The number “67” has become more than just a number: it’s this year’s word of the year. However, its impact in schools depends on who you ask and what they teach.
Some teachers can’t get away from the “67” jokes while others, even if they deal with the two numbers daily, claim it hasn’t reached their classrooms. Which leaves the teachers to decide whether they should embrace, ignore or endure the fad.
“It hasn’t really come up at all,” Honors Algebra 2 teacher Adele Peterman said.
While she’s aware of the meme she believes that, from a mathematical perspective, picking these two numbers don’t make sense.
“The better choice would have been four, six, because it’s right in the middle,” Peterman said.
Peterman added that none of her 32 eighth graders she teaches at Westridge have mentioned it, nor have any of the freshmen she teaches.
However, English III and IV teacher Alexa Roddenberry, is having somewhat of an opposite experience in her classes. She said that the number comes up all the time in her classroom. Students have made it a habit of weaving it into the lessons, conversations and even scribbling it onto desks or her whiteboard.
“Literally every single day, it’s constant,” Roddenberry said.
Even casual mentions of the numbers six or seven spark major reactions from her students, turning ordinary lessons into opportunities for interruptions. The older students, she added, are especially enthusiastic when the numbers come up.
“The seniors are worse about it,” Roddenberry said.
That intensity has spilled into every lesson, with her seniors finding ways to insert the number into the most random of moments.
“When we were reading Macbeth, I asked the class to take a look at line 60, and they asked if we could stop at line six-seven instead,” Roddenberry said.
For her, the popularity of “67” is part of a larger cycle of generational quirks.
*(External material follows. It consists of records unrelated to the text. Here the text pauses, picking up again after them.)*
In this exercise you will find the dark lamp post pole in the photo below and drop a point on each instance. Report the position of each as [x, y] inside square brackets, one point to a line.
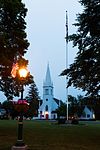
[20, 145]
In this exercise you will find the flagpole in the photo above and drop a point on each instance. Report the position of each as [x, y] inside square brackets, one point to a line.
[66, 38]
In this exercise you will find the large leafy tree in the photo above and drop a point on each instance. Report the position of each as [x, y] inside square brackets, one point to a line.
[33, 99]
[13, 42]
[85, 71]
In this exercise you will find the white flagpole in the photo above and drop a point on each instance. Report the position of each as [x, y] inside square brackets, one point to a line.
[66, 38]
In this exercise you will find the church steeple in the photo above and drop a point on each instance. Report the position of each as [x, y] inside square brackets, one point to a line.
[48, 81]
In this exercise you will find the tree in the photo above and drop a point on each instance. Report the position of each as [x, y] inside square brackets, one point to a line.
[85, 71]
[13, 42]
[33, 99]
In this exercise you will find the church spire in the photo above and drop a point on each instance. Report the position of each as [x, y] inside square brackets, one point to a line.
[48, 81]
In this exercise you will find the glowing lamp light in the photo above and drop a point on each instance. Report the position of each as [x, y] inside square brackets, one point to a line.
[23, 72]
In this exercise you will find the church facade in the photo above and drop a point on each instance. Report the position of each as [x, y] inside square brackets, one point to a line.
[49, 104]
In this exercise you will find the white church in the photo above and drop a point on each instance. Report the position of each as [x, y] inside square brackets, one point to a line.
[49, 104]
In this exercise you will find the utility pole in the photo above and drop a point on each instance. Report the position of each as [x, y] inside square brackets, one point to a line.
[66, 38]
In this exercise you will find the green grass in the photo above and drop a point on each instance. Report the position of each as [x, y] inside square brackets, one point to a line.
[46, 135]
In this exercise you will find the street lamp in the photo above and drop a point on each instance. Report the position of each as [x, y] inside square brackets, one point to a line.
[20, 145]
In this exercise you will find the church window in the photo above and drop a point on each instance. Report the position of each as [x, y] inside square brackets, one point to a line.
[46, 91]
[46, 108]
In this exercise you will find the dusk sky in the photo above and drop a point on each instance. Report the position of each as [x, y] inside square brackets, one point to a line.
[46, 34]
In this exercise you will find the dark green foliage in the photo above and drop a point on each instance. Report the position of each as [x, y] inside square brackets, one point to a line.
[33, 99]
[13, 42]
[85, 71]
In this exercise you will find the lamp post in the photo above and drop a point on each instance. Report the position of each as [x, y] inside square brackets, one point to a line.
[20, 145]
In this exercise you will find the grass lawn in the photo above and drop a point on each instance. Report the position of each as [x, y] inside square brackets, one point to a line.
[46, 135]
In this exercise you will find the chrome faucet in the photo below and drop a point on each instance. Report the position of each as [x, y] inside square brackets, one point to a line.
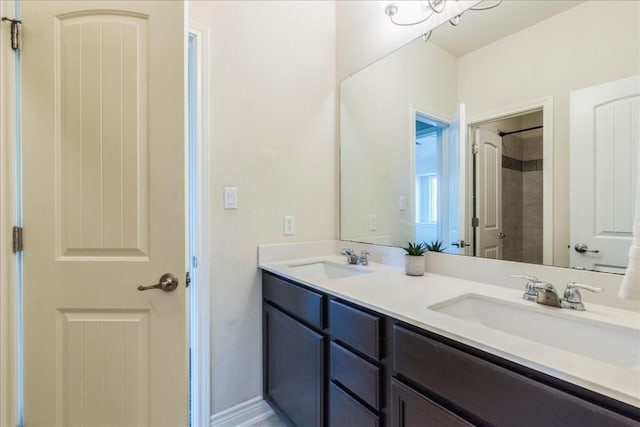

She sees it as the latest in a long line of number-based trends that were tied to music and pop culture, mentioning earlier trends like “369.”
Despite its immense current popularity, she doubts the trend will last. She thinks it’s going to fade just as quickly as it appeared, to be replaced by whatever comes next in student slang.
“It’ll die,” Roddenberry said. “All trends die. In the meantime, teachers will simply have to wait it out.”